LTC insurance is expensive, but can be a financial live-saver when it comes to dementia. If you don't get dementia, statistically, you're unlikely to get out of an LTC policy what you've paid into it. If you do get dementia, it's likely the insurance company will have lost the "gamble." The companies are notorious for dragging their feet on actually paying, so you either have to advocate on behalf of the patient, or hope that you have someone who will advocate on your behalf.
And yes, it's impossible to get LTC insurance if you already need it. My Dad's policy is modest, because my parents bought it assuming neither of them would need more than 2 years of skilled nursing care at the end of their lives (this is the national average). So it taps out at a couple hundred thousand. With a progressive dementia, this wouldn't pay for more than a couple of years of facility "memory care."
I tried to get my Dad a secondary LTI policy before his dementia diagnosis, but if the applicant is over a certain age, they will do an in-person interview. It is impossible for someone with any short-term memory deficiencies to fake their way through this interview (which includes delayed memory recall questions). The company declined to offer my Dad additional insurance based on his "poor score on delayed memory recall questions" and also on the fact that he had had a knee replacement (insurance companies are also very concerned about mobility issues, as these have a big impact on a person's long-term ability to perform ADLs).
If you have a family history of dementia, I recommend looking into LTC insurance well before you need it.
I would ask the insurance carrier for another copy of the LTC policy and any riders which have been added since your mother bought the policy.
There usually is a certain number of "visits" which the policy will pay for a person. If she only needs limited hours a couple of days, it might be worth "saving" the days for when you need someone there more hours each day.
Good luck. The LTC policies aren't perfect but they can be helpful in making it possible for an elder to remain in their home.
Elizabeth
Daughter52-Unfortunately, insurance is only available to buy when you do not already need it. The only thing that might help now is an annuity based on failing health and possibly shorter than normal lifespan. This will make sense only if she has enough money that $50,000 to $100,000 is available with leftover assets to protect.

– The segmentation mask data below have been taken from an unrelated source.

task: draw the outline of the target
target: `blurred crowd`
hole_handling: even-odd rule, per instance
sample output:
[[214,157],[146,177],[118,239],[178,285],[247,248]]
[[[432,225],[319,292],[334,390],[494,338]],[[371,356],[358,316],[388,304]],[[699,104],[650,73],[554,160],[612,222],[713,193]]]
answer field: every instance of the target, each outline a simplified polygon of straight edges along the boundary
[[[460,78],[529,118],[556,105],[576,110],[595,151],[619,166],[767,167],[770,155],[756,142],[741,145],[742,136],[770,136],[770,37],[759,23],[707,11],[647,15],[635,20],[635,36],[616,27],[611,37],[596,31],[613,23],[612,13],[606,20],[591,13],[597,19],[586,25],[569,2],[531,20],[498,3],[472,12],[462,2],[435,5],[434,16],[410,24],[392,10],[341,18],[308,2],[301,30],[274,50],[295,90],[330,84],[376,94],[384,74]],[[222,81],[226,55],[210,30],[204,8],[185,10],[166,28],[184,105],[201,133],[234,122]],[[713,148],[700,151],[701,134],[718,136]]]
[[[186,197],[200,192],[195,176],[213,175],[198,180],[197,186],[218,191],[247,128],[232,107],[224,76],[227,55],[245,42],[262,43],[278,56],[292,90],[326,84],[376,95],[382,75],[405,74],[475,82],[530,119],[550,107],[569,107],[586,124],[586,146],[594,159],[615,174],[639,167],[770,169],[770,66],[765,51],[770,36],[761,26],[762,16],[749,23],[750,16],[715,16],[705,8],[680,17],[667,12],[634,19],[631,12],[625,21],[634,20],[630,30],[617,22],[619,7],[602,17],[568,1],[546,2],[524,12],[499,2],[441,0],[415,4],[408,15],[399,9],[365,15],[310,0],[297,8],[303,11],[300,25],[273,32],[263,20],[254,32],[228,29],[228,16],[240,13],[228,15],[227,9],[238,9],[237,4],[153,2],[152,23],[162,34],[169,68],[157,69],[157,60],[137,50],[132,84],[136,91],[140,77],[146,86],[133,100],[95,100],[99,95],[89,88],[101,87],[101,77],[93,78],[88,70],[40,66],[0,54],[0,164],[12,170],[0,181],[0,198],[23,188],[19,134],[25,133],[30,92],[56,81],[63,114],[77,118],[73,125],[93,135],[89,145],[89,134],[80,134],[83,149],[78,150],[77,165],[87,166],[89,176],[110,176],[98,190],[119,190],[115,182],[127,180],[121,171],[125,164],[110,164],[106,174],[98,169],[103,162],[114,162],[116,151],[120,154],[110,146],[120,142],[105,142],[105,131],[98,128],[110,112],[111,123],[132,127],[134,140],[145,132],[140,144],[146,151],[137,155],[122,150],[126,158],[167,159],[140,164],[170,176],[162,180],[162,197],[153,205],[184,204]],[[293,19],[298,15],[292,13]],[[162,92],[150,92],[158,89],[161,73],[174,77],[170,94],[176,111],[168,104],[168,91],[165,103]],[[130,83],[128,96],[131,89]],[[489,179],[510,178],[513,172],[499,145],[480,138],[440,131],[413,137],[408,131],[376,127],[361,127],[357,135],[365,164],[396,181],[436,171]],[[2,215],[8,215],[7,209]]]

Some use a reverse mortgage for additional income, but the continuous RM gives little. The above mentioned annuity can be bought w/ an RM cash-out and the income will follow her to assisted living, unlike the traditional RM that ceases when you leave home.
Call your state insurance commissioner, get his name, and use it in your next conversation with the insurance company. I predict they will pick up the pace.

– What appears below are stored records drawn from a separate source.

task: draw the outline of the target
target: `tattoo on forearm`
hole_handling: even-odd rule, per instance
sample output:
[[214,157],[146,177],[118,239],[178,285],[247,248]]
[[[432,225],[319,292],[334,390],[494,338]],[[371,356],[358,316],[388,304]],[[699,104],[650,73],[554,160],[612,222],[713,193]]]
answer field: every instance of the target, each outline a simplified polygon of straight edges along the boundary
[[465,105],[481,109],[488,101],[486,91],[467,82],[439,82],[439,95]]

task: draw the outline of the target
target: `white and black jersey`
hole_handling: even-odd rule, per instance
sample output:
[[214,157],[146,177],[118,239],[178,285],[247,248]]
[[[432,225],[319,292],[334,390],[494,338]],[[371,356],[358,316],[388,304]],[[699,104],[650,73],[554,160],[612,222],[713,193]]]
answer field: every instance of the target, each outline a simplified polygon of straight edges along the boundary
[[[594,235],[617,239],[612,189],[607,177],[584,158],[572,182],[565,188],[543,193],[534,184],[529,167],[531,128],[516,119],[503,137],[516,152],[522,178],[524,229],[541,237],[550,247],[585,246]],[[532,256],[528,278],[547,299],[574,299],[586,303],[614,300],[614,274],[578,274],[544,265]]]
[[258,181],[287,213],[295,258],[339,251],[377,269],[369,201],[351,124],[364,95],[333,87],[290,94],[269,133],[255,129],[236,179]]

Every month they can postpone payment means one less month of benefits.
My post wasn't clear because a link I included that defines the difference between ADLs (Activities for Daily Living) and IADL's(Instrumental Activities for Daily Living) was deleted. If you google these terms, you will see the difference. My mom's policy only covers deficiency in ADL's. It's very specific.
For the short term, you (or mom) may have to pay for a few hours of aide help until your mom progresses to a more advanced level of care. The LTC policy has a time limit also. My mother's only lasts for 3 years of payouts.

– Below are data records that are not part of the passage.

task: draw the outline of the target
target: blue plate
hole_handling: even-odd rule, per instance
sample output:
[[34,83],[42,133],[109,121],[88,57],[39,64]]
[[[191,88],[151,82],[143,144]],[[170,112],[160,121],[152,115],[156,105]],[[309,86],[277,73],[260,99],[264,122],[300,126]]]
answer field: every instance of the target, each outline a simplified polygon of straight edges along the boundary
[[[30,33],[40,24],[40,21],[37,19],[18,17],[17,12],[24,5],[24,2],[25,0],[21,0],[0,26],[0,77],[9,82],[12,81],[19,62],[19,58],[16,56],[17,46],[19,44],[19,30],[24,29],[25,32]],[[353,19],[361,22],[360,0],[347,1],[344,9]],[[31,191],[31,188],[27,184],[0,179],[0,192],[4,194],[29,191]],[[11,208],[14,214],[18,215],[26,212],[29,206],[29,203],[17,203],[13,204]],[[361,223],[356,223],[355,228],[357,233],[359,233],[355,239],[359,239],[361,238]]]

There is a difference between ADLs and IADLs .
There are 2 sections of the policy that determine if the co. will pay:" Eligibility for payment of benefits" and "Covered Services". Mom's policy defines who qualifies as a caregiver (nurse, cna, etc.) and it cannot be a family member.
If your mom's policy isn't clear, ask for written detailed criteria for those sections. Also, ask for a written explanation of denial. Not just that she was denied, but what criteria did she fail to satisfy.
Good luck. Dealing with insurance companies is so stressful on top of the illness itself.